The Philippines is hosting meetings of ASEAN this year. The bloc will adopt a softer than usual tone about South China Sea disputes and exclude references to militarisation or island-building, according to a draft of the chairman's statement.

The statement would be a watered-down version of that issued last year and comes amid a charm offensive by Duterte, who has opted to court China for its business and investment and avoid rows over sovereignty.

Duterte has been accused by members of the previous administration of taking a defeatist position on China and on defending Philippines sovereignty.

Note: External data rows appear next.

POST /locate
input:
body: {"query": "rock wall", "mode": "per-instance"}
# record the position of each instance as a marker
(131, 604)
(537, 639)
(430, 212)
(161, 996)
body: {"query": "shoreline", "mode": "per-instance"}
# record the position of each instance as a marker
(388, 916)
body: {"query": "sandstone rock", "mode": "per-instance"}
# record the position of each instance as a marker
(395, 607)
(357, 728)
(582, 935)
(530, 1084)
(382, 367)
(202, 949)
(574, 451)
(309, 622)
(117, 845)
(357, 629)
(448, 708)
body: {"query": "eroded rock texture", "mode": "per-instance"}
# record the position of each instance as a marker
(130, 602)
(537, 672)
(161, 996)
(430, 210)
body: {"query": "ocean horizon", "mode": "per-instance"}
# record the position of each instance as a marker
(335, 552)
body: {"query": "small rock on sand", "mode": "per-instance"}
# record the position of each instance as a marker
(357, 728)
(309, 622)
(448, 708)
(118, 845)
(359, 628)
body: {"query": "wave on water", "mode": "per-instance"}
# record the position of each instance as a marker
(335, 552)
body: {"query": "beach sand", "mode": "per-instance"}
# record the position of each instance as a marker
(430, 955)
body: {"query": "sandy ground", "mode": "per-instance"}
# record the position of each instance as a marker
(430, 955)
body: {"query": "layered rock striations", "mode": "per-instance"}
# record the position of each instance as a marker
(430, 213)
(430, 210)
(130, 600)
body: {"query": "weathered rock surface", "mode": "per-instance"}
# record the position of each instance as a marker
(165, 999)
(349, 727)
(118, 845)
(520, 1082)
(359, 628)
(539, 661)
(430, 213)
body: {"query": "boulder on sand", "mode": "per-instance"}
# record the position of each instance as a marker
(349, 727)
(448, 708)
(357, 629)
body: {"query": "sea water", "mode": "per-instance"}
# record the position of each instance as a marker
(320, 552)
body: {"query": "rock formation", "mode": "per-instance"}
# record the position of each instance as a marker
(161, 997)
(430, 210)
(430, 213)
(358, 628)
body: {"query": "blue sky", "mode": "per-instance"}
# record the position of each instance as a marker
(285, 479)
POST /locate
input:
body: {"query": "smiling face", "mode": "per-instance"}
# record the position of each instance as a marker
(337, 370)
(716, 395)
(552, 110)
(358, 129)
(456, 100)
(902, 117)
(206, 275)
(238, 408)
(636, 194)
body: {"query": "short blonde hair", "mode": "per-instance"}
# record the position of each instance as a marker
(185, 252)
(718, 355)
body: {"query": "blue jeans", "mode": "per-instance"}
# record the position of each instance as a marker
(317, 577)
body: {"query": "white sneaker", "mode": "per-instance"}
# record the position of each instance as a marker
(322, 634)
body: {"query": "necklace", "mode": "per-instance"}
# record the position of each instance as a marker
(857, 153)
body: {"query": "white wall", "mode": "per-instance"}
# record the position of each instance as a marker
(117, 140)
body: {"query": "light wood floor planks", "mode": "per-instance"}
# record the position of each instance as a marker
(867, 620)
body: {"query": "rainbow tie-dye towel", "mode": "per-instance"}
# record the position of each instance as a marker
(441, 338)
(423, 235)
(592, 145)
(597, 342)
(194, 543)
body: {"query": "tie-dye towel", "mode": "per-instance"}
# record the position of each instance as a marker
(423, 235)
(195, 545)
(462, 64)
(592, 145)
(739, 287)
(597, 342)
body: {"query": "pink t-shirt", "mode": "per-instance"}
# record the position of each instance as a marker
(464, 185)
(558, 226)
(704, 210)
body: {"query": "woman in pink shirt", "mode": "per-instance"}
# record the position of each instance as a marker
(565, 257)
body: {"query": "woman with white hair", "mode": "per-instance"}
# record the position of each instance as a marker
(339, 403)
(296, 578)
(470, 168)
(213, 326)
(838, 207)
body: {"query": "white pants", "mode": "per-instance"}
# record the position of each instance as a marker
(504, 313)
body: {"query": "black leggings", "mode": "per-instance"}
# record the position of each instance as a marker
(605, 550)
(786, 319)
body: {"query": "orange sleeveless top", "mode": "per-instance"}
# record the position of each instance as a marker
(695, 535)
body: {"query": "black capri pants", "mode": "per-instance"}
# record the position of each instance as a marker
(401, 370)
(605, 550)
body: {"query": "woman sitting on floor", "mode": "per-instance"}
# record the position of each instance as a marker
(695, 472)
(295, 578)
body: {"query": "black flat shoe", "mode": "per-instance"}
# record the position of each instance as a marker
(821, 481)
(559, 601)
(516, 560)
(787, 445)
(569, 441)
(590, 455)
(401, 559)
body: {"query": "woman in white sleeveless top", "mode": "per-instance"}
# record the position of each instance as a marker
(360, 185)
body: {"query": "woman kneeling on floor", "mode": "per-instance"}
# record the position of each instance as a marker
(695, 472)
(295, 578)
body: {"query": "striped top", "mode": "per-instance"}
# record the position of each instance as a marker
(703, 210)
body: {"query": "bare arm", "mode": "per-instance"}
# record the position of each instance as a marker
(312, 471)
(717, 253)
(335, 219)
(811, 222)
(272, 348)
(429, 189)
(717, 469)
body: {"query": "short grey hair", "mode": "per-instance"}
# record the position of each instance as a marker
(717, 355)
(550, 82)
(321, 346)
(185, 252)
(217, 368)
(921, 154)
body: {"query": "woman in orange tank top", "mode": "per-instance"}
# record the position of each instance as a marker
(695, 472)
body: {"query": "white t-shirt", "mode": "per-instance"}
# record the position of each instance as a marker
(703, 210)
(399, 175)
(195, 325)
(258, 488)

His predecessors in 2013 filed a case with the Permanent Court of Arbitration in The Hague to set the record straight on maritime boundaries. The tribunal did that last year, and invalidated China's claim to sovereignty over most of the strategic waterway.

Duterte, who has put the ruling on the back burner and said he will revisit it later in his term, said it was a waste of time for ASEAN to discuss that award now, and it was not relevant.

"Arbitral is simply entitlement. It's not even a territorial thing. The only question at arbitral was entitlement, not jurisdiction, not even territory," he said.

"How will you raise the issue? .... We cannot on our own enforce the arbitral judgment."